Project description:High-grade gliomas (HGGs) are very aggressive brain tumors with a cancer stem cell component. Cells, including cancer stem cells, release vesicles called exosomes which contain small non-coding RNAs such as microRNAs (miRNAs). These are thought to play an important role in cell-cell communication. However, we have limited knowledge of the types of exosomal miRNAs released by pediatric HGG stem cells; a prerequisite for exploring their potential roles in HGG biology.
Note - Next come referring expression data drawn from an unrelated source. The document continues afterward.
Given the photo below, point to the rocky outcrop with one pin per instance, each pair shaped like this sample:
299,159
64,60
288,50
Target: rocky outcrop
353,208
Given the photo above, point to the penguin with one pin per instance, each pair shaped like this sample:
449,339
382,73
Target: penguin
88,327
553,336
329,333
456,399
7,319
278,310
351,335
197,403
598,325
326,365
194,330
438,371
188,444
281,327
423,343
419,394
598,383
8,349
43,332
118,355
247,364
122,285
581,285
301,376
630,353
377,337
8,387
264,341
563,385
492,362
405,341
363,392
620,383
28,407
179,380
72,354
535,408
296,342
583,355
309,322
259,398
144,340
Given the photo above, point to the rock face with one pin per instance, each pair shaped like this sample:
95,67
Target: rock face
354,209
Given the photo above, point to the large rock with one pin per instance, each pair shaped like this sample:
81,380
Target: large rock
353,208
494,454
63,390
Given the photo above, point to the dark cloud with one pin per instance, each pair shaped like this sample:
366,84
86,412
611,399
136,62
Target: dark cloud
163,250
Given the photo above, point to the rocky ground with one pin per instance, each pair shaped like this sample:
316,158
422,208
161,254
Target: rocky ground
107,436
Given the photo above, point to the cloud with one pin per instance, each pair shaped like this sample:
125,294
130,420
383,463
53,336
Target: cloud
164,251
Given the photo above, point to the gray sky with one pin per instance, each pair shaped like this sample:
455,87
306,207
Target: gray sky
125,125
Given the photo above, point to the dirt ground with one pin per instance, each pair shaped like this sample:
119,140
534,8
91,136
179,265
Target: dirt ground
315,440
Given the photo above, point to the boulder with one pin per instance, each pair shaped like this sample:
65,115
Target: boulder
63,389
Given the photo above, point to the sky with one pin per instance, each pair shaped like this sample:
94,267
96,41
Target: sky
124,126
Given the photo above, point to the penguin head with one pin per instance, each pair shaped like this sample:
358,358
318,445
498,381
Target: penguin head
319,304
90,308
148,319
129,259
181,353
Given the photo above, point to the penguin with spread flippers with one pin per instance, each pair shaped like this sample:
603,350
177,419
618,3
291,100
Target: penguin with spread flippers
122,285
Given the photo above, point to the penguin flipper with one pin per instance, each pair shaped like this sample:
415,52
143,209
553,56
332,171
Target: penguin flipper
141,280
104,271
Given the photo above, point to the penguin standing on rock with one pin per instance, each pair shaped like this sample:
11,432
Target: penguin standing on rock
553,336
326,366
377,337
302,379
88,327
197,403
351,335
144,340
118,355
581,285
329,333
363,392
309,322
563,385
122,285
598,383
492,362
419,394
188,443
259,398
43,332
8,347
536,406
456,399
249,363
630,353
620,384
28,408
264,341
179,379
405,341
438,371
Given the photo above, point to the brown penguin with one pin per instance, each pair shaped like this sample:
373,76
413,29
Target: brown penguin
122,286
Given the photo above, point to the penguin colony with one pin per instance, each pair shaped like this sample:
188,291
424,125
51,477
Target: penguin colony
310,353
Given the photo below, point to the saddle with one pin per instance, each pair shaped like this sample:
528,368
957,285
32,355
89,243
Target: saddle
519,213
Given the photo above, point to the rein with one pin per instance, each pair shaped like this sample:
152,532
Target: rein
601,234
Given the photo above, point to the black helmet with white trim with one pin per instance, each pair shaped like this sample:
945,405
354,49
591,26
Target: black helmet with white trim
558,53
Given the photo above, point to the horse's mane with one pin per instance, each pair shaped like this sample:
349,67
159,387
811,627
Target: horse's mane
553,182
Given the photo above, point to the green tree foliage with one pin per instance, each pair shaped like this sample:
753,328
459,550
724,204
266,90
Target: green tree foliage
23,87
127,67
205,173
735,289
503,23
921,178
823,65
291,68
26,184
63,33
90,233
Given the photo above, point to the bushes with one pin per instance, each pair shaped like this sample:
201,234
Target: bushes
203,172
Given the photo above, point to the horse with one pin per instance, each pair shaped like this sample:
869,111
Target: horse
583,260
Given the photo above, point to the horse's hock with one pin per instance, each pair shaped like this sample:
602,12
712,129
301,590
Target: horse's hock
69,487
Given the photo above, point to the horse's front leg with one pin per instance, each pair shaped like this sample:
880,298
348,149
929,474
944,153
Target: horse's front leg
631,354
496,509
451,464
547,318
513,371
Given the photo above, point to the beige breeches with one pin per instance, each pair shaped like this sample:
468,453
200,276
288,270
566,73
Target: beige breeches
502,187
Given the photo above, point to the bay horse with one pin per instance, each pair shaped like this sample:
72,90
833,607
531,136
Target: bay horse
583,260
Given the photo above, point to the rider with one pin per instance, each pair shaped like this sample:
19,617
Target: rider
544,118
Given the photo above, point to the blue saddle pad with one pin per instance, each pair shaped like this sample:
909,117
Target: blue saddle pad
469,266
Here we isolated exosomes released by pediatric glioma stem cells (GSCs) and compared their repertoire of miRNAs to genetically normal neural stem cells (NSCs) exosomes, as well as their respective cellular miRNA content. Whereas cellular miRNAs are similar, we find that the exosomal miRNA profiles differ between normal and tumor cells, and identify several differentially expressed miRNAs. Of particular interest is miR-1290 and miR-1246, which have previously been linked to 'stemness' and invasion in other cancers. We demonstrate that GSC-secreted exosomes influence the gene expression of receiving NSCs, particularly targeting genes with a role in cell fate and tumorigenesis. Thus, our study shows that GSCs and NSCs have similar cellular miRNA profiles, yet differ significantly in the repertoire of exosomal miRNAs and these could influence malignant features of HGG.